Improper fertilization is another matter.  It may consist in dressing a field with nothing but stable manure, or of applying crude sulphur or brimestone instead of using calcium sulphate—­plus the other lacking elements.  The advocate of crude sulphur certainly does not know how truly criminal his advice is.  It is not to be denied that at the outset sulphur will increase the crop yield.  But in the end—­what?  The sulphur will dissolve all of the essential minerals in the soil, and in the course of four or five years they will all be leached out and it will be so barren that not even wild grass can be grown upon it.  Improper fertilization may also consist of a dressing of carbonate of lime applied at the wrong time or in excessive quantity.  The effect of this course will be equally as harmful, namely, the transformation of the nitrogenous material into free nitrogen which will ascend to heaven.  Without nitrogen albumen cannot be formed, and without albumen the formation of vegetable and animal tissue is impossible.

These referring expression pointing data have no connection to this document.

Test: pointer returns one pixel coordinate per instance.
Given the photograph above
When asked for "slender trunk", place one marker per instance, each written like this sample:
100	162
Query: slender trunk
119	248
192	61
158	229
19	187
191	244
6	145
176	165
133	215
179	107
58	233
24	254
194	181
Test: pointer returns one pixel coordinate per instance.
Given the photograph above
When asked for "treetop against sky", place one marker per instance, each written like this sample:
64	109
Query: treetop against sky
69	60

Wholesome soil may, then, be defined thus:  It is such ground as contains a sufficient supply of humus and nitrogen and all of the essential mineral components of organic tissue.  The problem of fertilization, therefore, consists of supplying any or all of these elements in which the soil is deficient.  The aim of fertilization, as a rule, is merely to increase crop production.  But this may prove to be not merely shortsighted, it may turn out to be a social crime.  It is criminal, indeed, as a great many diseases are directly traceable to incomplete and improper fertilization.

Let us face the effect of attempting to fertilize our fields with nothing more than stable manure, which, it is true, supplies phosphoric acid, potash and nitrogen.  We know that phosphorus forms the foundation of nerves, and too much of it provokes nerve irritation in exact ratio to the deficiency of sulphur.  There should be twice as many sulphuric salts as phosphoric salts in the blood, if it is to be normal and the nerves are to be steady.  Foodstuffs from fields that have been fertilized in this manner must, of course, contain a superabundance of phosphoric salts and be deficient in sulphuric salts.  Is it strange, then, that the present age presents a picture of restless, irritated nervous activity and thoughtless action?

We must return to the primitive rock and humbly learn the lesson it has for us, and upon this rock we must rear our science of fertilization and nutrition.  This rock consisted of granite, porphyry, gneiss and basalt, and these are still found upon the earth in immense quantities in practically the same condition they were thousands of years ago.  Both Justus von Liebig and Julius Hensel, as a matter of fact, advocated that this rock should be finely pulverized and used as a compost to assist in restoring and maintaining the original fertility of the soil and thus aid the development of healthy plant and animal life.